Quand je me
les rappelle, ce sont deux grands sourires qui viennent à ma mémoire. Deux
bouches unies par un même éclat de joie. On ne pouvait imaginer personnes plus
dissemblables : l’une, petite, sèche, brune de peau et de cheveux, les
yeux noirs perçants, la voix grave, l’autre, haute et ronde, rose et gris doux,
enveloppante, confortable. Leurs pas s’accordaient,
leurs rires coulaient ensemble. On ne parlait d'elles qu'ensemble, indissociables. Elles apportaient des montagnes de pelotes et
des patrons, elles passaient des heures enjouées dans le salon. Leurs visites
étaient des fêtes à mes yeux d’enfant.

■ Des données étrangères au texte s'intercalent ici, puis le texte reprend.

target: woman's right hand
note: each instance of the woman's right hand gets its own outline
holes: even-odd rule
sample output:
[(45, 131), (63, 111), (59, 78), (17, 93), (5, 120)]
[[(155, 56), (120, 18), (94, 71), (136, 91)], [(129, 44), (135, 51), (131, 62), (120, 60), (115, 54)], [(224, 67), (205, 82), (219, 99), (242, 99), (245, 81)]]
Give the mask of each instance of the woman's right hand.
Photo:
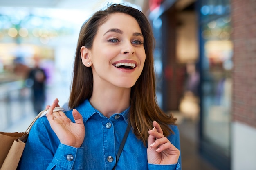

On servait le thé avec de délicieux
gâteaux, et je me plongeais avec ravissement dans leurs bavardages. Je me
souviens aussi qu’elles emportaient les peines de ma grand-mère.
J’aimais tout
particulièrement la tendresse qu’on sentait circuler entre elles. Des gestes
retenus et gracieux, des ébauches de caresses. Elles s’aimaient si simplement,
si souverainement que cela me paraissait enviable. Je trouvais leur existence
bien plus harmonieuse que celle de mes modèles _ mes parents se déchiraient,
mes grands-parents s’ignoraient avec haine. Pourtant, il y a trente ou quarante
ans, vivre en couple, pour deux femmes, n’avait rien d’évident.
Je me
rappelle deux grands sourires, deux vies unies, deux personnes qui s’aimaient.